Summary: | 碩士 === 國立臺灣海洋大學 === 海洋法律研究所 === 99 === Abstract
In recent years financial institutions have become numerous, as living standards have been elevated, people have more chances to use financial accounts. At the same time, since the application process is fast and easy, everyone has multiple financial accounts. Furthermore, in recent years there have been more telephone fraud cases, in which the criminal groups used dummy accounts, dummy mobile phones, ATMs, or the internet to obtain illegal income. They also use human weaknesses of greed, ignorance, and negligence in various ways to engage in fraud, resulting in massive social costs, and defrauding people of their life savings. Thus, the problem of dummy accounts has certainly become more serious and awaits resolution. Also, since this new form of telephone fraud takes on an abettor structure unlike that of traditional crime, since it is unlikely for traditional crimes to involve inadvertent abettors, and it is also not likely for there to be intermediaries, but the legal components are the same, and doubts arise from the attempt to apply law. In practice, in order to stop the fraud crimes and prevent the spread of dummy accounts, the crime of being “abettors” is used to punish those who provide accounts, and the ultimate crime of the abetted (the principal offender) (usually referring to the kind of fraud perpetrated by the fraud groups on the victim) is used to determine the crime of the providers of dummy accounts. This usually neglects to discover whether the account provider knows what the principal offender will do with the account, and whether there was subjective intentional concrete understanding? This view which seems to establish people as “abettors” may conform to the views of the general public and of the victims, but may violate the constitutional reasons for abettors and may overlook the subordinate concepts, which may result in using gross negligence to deduce that providers of dummy accounts may not have been subjectively intentional. Thus, if only the final crime of the principal offender is used to conversely deduce the crime of the providers of dummy accounts, the punishment of abettors are connected to extremely uncertain factors after the fact, and this seems to violate the principle of “no penalty without a law.”
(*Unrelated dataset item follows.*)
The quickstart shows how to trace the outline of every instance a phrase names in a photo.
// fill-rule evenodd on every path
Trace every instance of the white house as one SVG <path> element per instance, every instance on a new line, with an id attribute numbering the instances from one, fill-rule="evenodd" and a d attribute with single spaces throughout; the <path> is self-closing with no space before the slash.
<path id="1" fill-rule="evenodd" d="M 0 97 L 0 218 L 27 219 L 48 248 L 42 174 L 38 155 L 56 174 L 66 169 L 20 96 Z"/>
This paper combines academic discourse and refers to related legislative examples in foreign countries, which can be used to propose visionary suggestions for the direction of legislation, in hopes of reducing controversy through applying criminal legal theory to serve as a reference for future legislation. It is important to note that this paper does not assert that providers of dummy accounts should not be criminally responsible or are not guilty, but that the concrete facts in individual cases should be used in accordance to the establishment elements of abettors in criminal law to determine whether account providers can be established as abettors. Decisions should not be overly fast, cursory, and rough, and “account providers can be established as abettors” should not be used as an invariable conclusion or mantra for memory!